Saturday 11 September 2010

Iran says to free one American detainee

TEHRAN (Reuters) – Iran will release on Saturday one of three detained American citizens accused of espionage, an official told Reuters on Thursday.

Shane Bauer, Sarah Shourd and Josh Fattal were detained near Iran's border with Iraq at the end of July 2009. Their families say the three were on a mountain hike in northern Iraq at the time. Washington says the spying allegations are unfounded.

"One of the three will be released on Saturday," said the government official who asked not to be named. Journalists have been invited to attend a ceremony on Saturday at the Esteqlal Hotel in Tehran for the release of one of the three.

In Washington, a U.S. State Department spokesman said he had no information "to substantiate or refute" the report of a pending release, and was checking into the matter.

Iran's Intelligence Minister Haidar Moslehi has said Tehran had proof that the three Americans had links to intelligence services. He also said last month that investigations into spying allegations against the three would be completed soon.

Iran had also said the three Americans would be put on trial, without giving a date. They have been formally charged.

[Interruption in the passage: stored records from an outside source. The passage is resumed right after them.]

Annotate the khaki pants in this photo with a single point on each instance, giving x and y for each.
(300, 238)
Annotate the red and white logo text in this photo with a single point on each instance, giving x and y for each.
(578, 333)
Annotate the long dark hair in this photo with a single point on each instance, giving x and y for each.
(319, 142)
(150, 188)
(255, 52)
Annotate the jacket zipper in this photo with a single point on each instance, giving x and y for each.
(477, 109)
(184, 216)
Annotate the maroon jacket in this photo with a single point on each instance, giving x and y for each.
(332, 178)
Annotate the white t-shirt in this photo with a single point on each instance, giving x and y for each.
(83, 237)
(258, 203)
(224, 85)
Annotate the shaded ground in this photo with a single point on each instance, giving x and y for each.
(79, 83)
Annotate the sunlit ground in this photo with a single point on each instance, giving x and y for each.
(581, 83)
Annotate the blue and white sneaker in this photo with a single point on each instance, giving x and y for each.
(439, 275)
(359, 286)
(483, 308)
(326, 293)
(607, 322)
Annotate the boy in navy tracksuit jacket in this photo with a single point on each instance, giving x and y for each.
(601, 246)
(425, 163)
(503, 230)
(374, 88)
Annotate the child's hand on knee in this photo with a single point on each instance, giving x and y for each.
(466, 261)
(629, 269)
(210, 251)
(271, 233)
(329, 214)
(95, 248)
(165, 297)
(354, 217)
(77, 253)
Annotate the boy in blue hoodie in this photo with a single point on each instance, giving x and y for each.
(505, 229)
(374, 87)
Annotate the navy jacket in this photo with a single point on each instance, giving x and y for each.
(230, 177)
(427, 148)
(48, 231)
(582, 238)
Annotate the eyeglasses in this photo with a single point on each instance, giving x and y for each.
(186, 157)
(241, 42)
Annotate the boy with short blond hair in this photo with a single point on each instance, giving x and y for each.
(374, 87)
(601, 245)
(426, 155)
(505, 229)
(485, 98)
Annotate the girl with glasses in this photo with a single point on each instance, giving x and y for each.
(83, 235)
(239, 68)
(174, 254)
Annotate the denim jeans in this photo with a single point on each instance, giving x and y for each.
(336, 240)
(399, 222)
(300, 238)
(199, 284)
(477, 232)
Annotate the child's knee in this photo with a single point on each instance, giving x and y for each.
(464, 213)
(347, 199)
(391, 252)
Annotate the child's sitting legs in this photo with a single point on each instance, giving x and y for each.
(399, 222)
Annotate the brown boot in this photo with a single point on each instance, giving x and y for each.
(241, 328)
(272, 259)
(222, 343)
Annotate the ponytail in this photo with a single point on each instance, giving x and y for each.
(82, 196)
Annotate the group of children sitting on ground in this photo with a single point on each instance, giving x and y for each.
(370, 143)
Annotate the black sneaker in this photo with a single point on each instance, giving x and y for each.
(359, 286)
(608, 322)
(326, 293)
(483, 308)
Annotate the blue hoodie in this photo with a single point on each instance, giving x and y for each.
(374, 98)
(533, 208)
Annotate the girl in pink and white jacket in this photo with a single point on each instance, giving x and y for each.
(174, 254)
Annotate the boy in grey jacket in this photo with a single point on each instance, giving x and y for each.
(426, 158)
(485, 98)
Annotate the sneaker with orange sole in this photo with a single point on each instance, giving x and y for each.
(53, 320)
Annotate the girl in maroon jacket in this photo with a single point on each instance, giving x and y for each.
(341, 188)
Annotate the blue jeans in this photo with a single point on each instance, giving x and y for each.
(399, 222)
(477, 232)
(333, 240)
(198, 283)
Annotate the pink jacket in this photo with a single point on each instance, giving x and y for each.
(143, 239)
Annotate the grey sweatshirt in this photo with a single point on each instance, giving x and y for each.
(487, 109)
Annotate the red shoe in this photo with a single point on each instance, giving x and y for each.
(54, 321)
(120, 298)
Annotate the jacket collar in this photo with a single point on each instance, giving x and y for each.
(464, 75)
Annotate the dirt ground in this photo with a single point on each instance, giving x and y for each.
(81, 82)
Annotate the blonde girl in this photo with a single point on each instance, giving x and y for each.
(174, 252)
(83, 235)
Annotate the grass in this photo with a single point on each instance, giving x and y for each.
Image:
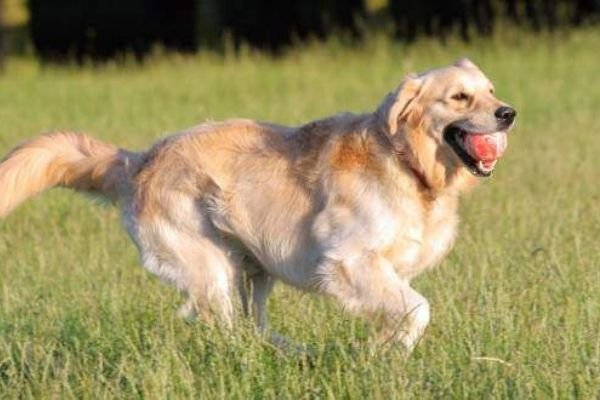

Washington, which cut diplomatic ties with Iran shortly after its 1979 Islamic revolution, has said the charges against the hikers are false and they should be released. Under Iran's Islamic law, espionage can be punishable by death.

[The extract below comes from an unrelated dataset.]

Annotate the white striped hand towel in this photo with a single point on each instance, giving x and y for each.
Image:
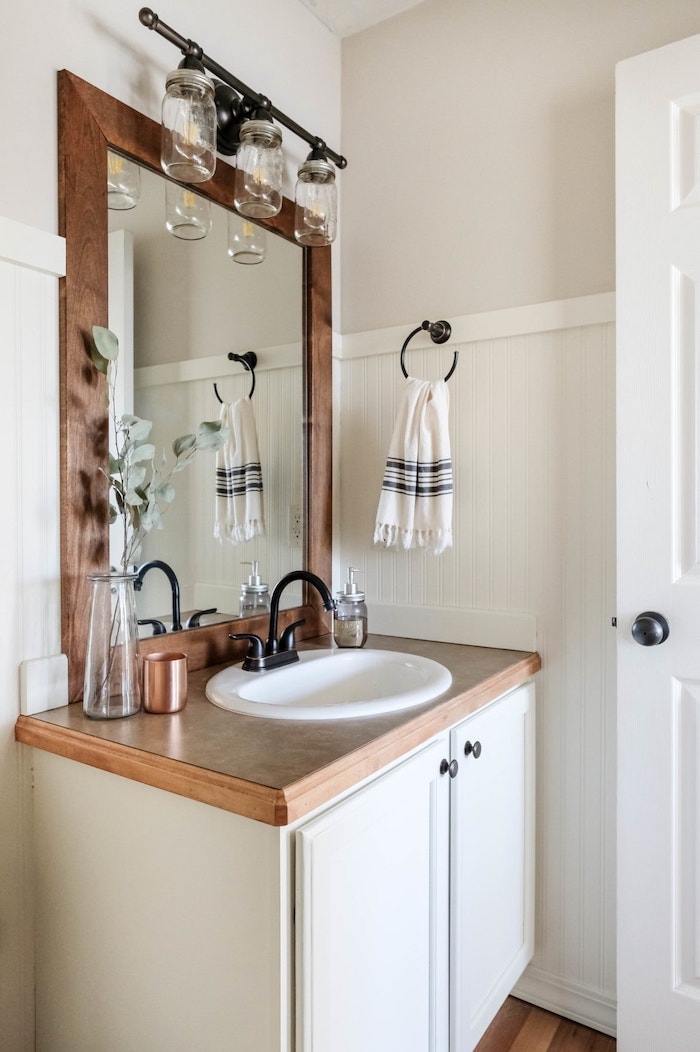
(239, 504)
(416, 500)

Their case has further complicated relations between Tehran and Washington already fraught over Iran's nuclear activity.

Western powers suspect Iran is trying to develop nuclear weapons under the cover of a civilian atomic energy program. Tehran denies this, saying it needs nuclear technology to generate electricity.

President Mahmoud Ahmadinejad said in February that the three U.S. citizens might be swapped for the release of Iranians jailed in the United States.

The mothers of the trio, who were allowed to visit their children shortly in Tehran in May, had urged the Iranian authorities to make a gesture of goodwill by releasing them.

Iran's decision to release one of the Americans could be a display of Islamic clemency on the occasion of the Eid Al-Fitr when Muslims celebrate the end of the holy month of Ramadan.

Iran has accused the United States and its European allies of trying to topple the clerical establishment by fomenting unrest that jolted the country after last year's disputed presidential election.

Washington has backed Iran's pro-reform opposition which says the vote was rigged to secure Ahmadinejad's re-election. Iranian authorities have denied the accusation.